To those who hit out at her decision, she responded with her usual wry humour. “We didn’t create a little girl. We had multiple embryos. Girls and boys. We simply chose to put in a female first and second a boy…” she explained. “We didn’t ‘throw away’ anything and still would love to have more of both in the future.”
Afraid to admit a preference
As a mother who craved a baby girl first – I get it. I get that urge that you would do anything to have a son or daughter that you have always dreamed of. I was overwhelmingly biased when I was pregnant with my first child. Every time I imagined holding a newborn baby it was a little girl. I lingered in the baby girl section of shops praying that someday I could dress a daughter in pretty dresses. In my case, I wanted a daughter in my life because I believed I could relate to them better. I was close to my girlfriends and my sisters and to be honest I didn’t really know what to do with a boy. Of course, part of it was the cute factor of dressing them up and plaiting their hair, but it was an overwhelming urge to re-connect with my own childhood. To re-create all the things I did and to replicate the mother and daughter connection I felt I could build on.
I had a vision of mother-daughter sun holidays, communion dress shopping, her confiding in me about boyfriends and of course, there would be ballet. Lots and lots of ballet, along with trails of tulle, tutus and flowers in our hair. The reality is somewhat different. My daughter is the only little girl who refuses to wear tights. Her favourite colour is green and gave up her short-lived ballet career to muck out horses. Every day she surprises me with how different she is to me and it is part of what I love about her. It is a delightful discovery that your own child isn’t just a mini-me.
But what I didn’t expect was the guilt that came with wanting (and admitting) I wanted a girl child. It isn’t socially acceptable to say it out loud because you sound so damn ungrateful. You should be simply delighted to have a healthy child…and I was. I never stopped feeling so unbelievably lucky that I had a lovely, healthy, little person.
She continues to be everything I hoped for and all the rest. But from the moment I saw her, I felt so honoured to be her mum no matter if she was a little girl or a little boy. Birth has a funny way of putting everything into perspective. Of course, while I was delighting in being mum to a little girl, I began to wonder what it would be like to have a son. Before long, I began noticing cute little fellows with rockets on their t-shirts and suddenly I developed a burning desire for a little boy. 15 months after my daughter was born, we welcomed our son. My kind, energetic baby boy loves hugs and chips and hugging chips and now we couldn’t imagine life without him.

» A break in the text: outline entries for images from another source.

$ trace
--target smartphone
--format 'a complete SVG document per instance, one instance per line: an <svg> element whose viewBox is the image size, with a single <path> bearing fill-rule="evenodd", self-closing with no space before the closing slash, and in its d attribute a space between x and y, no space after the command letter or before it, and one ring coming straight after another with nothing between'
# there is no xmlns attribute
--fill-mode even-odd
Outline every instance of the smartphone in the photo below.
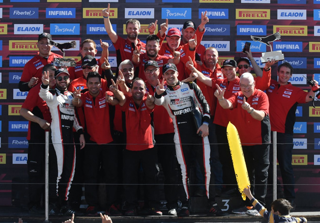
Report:
<svg viewBox="0 0 320 223"><path fill-rule="evenodd" d="M249 50L250 49L250 46L251 43L249 42L246 42L244 44L244 47L243 48L243 50L242 52L245 53L245 51L249 52Z"/></svg>

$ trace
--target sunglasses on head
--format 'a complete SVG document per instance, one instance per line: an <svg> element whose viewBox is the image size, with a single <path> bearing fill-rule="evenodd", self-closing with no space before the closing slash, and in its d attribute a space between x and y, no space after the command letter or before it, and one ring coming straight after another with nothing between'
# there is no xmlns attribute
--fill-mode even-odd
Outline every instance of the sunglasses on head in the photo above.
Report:
<svg viewBox="0 0 320 223"><path fill-rule="evenodd" d="M92 69L92 67L89 66L83 66L81 68L82 68L82 70L84 70L85 68L88 68L90 69Z"/></svg>
<svg viewBox="0 0 320 223"><path fill-rule="evenodd" d="M68 76L64 76L63 77L58 77L58 78L57 78L57 80L58 80L58 81L61 81L61 80L62 80L63 78L64 80L66 80L68 79L69 79L69 77Z"/></svg>
<svg viewBox="0 0 320 223"><path fill-rule="evenodd" d="M245 69L248 69L249 68L249 65L247 64L244 64L244 65L239 65L238 66L238 67L239 68L239 69L242 69L242 66L244 67Z"/></svg>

The bottom line is that we all want what we think we can’t have. Danielle has four boys and wants a girl. I thought I would burst if I didn’t have a girl. But it turns out that you get what you get…and it is magical.

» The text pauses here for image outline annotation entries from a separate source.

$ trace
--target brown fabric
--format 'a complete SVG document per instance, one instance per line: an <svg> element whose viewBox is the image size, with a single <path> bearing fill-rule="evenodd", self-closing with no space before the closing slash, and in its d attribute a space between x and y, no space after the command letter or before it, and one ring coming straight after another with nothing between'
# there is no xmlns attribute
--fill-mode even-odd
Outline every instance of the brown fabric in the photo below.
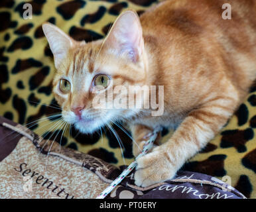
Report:
<svg viewBox="0 0 256 212"><path fill-rule="evenodd" d="M0 124L3 122L17 125L9 119L0 117ZM6 127L0 127L0 161L7 157L15 148L21 135Z"/></svg>
<svg viewBox="0 0 256 212"><path fill-rule="evenodd" d="M7 150L2 156L9 154L0 162L0 198L95 198L121 174L100 159L62 148L26 127L5 121L0 117L0 132L9 132L12 138L9 143L3 141L7 136L0 133L1 145ZM6 147L10 142L11 148L16 146ZM245 198L217 178L190 172L180 172L176 179L139 187L134 184L134 172L106 197Z"/></svg>
<svg viewBox="0 0 256 212"><path fill-rule="evenodd" d="M3 132L6 130L3 128L8 128L3 127L6 125L5 120L0 119L2 125L0 132ZM3 138L5 138L0 134L1 146L7 150L6 152L3 152L5 154L1 154L2 157L11 152L0 162L0 198L95 198L107 186L79 162L83 166L88 166L90 163L91 169L94 169L94 164L95 167L97 164L99 174L103 174L105 176L113 168L111 165L101 164L100 160L84 154L59 148L52 141L44 146L46 140L21 125L16 128L19 131L22 129L24 133L29 132L28 137L32 135L34 139L31 142L26 136L19 140L18 136L11 136L13 140L9 138L8 140L17 146L11 150L11 147L5 147L10 142L3 142ZM10 131L7 131L9 133ZM48 152L52 143L54 144L49 155L40 153L40 150L42 153ZM42 149L40 145L44 146L44 148ZM51 155L57 152L58 157Z"/></svg>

I’m more of a leave-it-to-the-universe kind of girl so I wouldn’t have been rushing abroad to select my gender, but I understand that urge – acting on it is another matter that is perhaps more accessible to those with the means and the dedication to undertake invasive IVF treatment in a foreign country.
But to those who have all boys and feel you would have loved a girl or vice versa, remember how you felt the moment you heard your baby cry for the first time – That moment when you realised you belonged to them and they belonged to you. Suddenly, that baby represented something much more than simply their sex. It is another little personality around your kitchen table, another pair of chubby arms to pull you close, and best of all, another little person to love forever – regardless of their gender.